Gregory invokes the limitations on the firefighter’s rule imposed by Civil Code section 1714.9, but that statute applies only to peace officers, firefighters, and emergency medical personnel. (§ 1714.9, subd. (a).) In any event, the only statutory exception that might arguably apply would be that for intentional injury. (§ 1714.9, subd. (a)(3).) As explained above, to the extent an injury inflicted by an Alzheimer’s patient on a caregiver may be deemed “intentional,” it is within the assumed risks of the caregiver’s employment. The inherent risks of the occupations covered by section 1714.9, even that of peace officer, do not include assaultive conduct by a person for whom they are specifically hired to care.
The dissenting opinion does not grapple with this aspect of the problem. It would saddle families with liability for injuries to caregivers as a cost of the decision to keep a patient at home, while leaving injured institutional caregivers without remedy, except for workers’ compensation. We believe it is more equitable to treat caregivers the same in both settings, allowing families to make the difficult decision of where to care for the patient without considerations of liability shadowing their deliberations.

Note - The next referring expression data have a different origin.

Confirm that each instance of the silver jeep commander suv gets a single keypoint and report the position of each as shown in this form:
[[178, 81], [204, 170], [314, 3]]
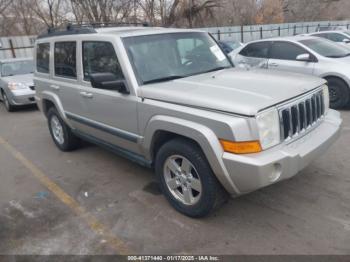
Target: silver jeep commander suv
[[170, 99]]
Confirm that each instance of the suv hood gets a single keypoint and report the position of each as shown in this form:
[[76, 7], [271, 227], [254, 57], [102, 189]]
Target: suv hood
[[236, 91], [26, 79]]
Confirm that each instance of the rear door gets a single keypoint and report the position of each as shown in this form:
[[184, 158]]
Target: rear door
[[65, 81], [253, 55], [112, 116], [283, 58]]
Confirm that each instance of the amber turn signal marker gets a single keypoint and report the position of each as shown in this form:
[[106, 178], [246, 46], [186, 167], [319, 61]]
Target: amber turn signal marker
[[241, 147]]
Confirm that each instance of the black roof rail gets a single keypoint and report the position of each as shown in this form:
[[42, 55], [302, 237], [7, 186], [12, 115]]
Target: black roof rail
[[73, 28]]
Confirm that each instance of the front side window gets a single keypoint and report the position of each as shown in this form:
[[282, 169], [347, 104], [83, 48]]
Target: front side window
[[65, 59], [100, 57], [43, 58], [335, 37], [326, 48], [17, 68], [286, 51], [164, 57], [257, 50]]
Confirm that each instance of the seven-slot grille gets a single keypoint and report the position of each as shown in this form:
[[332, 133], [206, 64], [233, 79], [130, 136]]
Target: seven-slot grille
[[301, 115]]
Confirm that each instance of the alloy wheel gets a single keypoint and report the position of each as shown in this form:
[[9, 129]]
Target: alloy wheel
[[182, 180]]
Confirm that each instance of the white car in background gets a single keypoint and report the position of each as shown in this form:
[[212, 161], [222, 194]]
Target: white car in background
[[16, 82], [341, 37], [302, 54]]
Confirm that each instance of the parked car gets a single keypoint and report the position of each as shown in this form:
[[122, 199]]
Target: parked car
[[341, 37], [229, 46], [331, 28], [16, 82], [303, 54], [171, 100]]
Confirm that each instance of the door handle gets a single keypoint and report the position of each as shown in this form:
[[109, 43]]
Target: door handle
[[55, 87], [86, 95]]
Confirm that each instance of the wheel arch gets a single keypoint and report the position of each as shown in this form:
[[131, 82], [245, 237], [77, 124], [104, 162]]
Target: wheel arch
[[161, 129]]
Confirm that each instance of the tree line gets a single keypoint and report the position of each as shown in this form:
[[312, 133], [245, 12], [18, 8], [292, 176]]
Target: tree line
[[30, 17]]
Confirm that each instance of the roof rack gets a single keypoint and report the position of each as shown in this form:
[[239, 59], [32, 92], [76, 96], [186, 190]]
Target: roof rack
[[85, 28]]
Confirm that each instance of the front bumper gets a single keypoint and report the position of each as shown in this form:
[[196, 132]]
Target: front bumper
[[22, 97], [254, 171]]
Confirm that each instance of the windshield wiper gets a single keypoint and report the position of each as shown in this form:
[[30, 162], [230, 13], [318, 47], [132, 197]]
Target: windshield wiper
[[163, 79], [217, 69]]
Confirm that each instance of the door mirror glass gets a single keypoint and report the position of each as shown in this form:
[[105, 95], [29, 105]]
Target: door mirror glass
[[108, 81], [304, 58]]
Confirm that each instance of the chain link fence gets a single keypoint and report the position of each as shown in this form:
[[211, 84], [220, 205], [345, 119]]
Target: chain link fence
[[246, 34]]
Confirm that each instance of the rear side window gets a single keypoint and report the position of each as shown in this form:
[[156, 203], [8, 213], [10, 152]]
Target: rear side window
[[65, 59], [258, 50], [323, 35], [335, 37], [43, 58], [286, 51], [100, 57]]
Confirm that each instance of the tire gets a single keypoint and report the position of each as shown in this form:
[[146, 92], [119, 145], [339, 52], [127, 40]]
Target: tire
[[339, 93], [61, 134], [184, 153], [8, 106]]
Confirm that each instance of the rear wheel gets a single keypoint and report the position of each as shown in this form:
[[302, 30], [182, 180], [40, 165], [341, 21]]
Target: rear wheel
[[61, 133], [339, 93], [186, 178], [8, 106]]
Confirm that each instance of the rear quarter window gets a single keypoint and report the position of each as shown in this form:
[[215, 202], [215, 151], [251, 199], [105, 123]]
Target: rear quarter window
[[258, 50], [65, 59], [43, 58]]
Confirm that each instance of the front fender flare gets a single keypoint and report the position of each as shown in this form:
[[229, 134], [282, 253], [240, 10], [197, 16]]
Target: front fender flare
[[204, 136]]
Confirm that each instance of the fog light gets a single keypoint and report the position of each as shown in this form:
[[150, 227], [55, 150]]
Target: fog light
[[276, 172]]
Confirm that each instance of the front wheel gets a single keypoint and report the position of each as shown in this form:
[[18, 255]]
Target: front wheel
[[186, 178], [8, 106], [339, 93]]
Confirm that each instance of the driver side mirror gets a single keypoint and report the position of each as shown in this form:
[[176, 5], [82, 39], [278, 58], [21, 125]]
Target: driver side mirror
[[304, 58], [108, 81]]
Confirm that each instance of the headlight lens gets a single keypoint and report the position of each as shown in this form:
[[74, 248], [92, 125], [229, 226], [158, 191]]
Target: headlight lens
[[16, 86], [269, 128], [326, 98]]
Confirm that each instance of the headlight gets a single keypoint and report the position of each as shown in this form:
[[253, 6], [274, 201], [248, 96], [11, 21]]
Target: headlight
[[269, 128], [16, 86], [326, 98]]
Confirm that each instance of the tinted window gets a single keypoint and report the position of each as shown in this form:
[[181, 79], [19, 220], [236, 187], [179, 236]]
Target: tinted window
[[100, 57], [17, 68], [65, 59], [43, 58], [286, 51], [323, 35], [259, 50], [336, 37], [326, 48]]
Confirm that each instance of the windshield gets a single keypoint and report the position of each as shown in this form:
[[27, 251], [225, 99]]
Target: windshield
[[233, 45], [17, 68], [164, 57], [326, 48]]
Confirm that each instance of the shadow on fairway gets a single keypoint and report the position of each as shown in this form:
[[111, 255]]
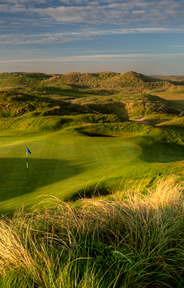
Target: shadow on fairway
[[13, 175]]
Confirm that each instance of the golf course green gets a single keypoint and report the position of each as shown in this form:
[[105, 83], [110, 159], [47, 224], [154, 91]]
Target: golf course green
[[62, 163]]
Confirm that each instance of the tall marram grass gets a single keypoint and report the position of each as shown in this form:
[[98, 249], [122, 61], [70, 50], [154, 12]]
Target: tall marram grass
[[128, 241]]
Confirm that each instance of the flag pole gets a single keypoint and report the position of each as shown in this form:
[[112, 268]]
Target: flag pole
[[27, 163]]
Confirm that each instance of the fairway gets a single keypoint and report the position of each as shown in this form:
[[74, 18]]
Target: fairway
[[63, 163]]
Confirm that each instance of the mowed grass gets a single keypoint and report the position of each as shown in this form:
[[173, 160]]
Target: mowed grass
[[65, 162]]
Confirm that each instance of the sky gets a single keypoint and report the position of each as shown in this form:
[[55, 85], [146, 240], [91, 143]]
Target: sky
[[61, 36]]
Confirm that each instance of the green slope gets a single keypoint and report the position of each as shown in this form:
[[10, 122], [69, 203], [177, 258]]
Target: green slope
[[63, 163]]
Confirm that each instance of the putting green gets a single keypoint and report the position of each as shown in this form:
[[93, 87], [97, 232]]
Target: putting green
[[62, 163]]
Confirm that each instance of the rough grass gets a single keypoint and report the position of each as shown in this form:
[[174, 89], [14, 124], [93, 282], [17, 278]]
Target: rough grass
[[128, 241]]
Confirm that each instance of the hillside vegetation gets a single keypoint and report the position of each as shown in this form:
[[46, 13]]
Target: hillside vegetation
[[106, 167]]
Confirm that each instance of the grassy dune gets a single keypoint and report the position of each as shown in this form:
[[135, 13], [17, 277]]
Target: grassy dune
[[124, 241], [110, 189]]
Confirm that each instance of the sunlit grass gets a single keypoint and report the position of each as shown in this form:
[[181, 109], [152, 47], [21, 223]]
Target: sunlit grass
[[128, 241]]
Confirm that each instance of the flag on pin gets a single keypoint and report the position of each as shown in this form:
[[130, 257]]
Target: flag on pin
[[27, 150]]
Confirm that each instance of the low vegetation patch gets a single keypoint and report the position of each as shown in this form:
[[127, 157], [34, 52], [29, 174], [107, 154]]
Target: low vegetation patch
[[131, 241]]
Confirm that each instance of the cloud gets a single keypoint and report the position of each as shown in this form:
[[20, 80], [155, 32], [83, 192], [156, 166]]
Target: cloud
[[81, 34], [128, 12], [97, 58]]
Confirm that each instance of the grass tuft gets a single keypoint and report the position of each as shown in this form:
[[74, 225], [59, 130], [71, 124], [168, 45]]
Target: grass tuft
[[134, 240]]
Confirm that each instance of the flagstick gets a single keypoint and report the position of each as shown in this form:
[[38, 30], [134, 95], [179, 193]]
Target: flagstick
[[27, 162]]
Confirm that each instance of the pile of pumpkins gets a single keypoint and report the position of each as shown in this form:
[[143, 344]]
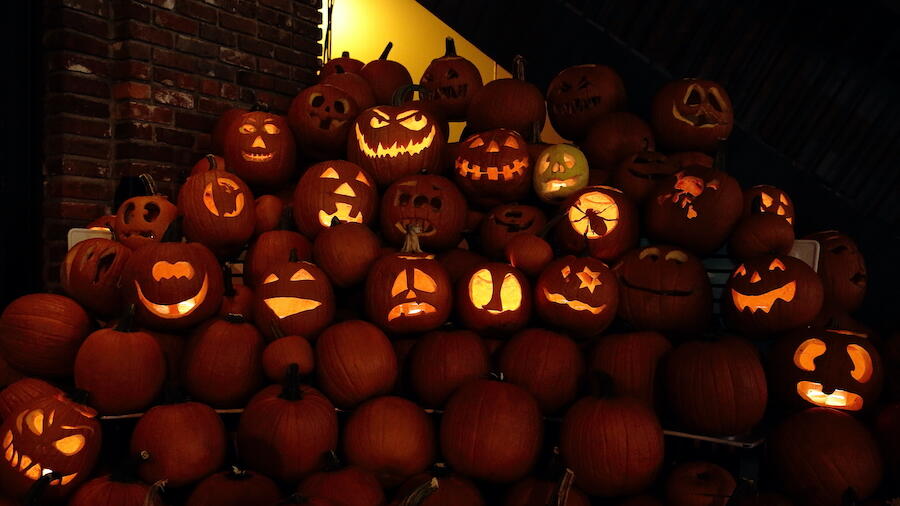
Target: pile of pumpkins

It is unclear whether Gregory’s employer is such a licensed home health agency.
Olmstead v. L.C., supra, 527 U.S. at page 607, holds that under the Americans with Disabilities Act of 1990 (42 U.S.C. § 12132), “States are required to provide community-based treatment for persons with mental disabilities when the State’s treatment professionals determine that such placement is appropriate, the affected persons do not oppose such treatment, and the placement can be reasonably accommodated, taking into account the resources available to the State and the needs of others with mental disabilities.”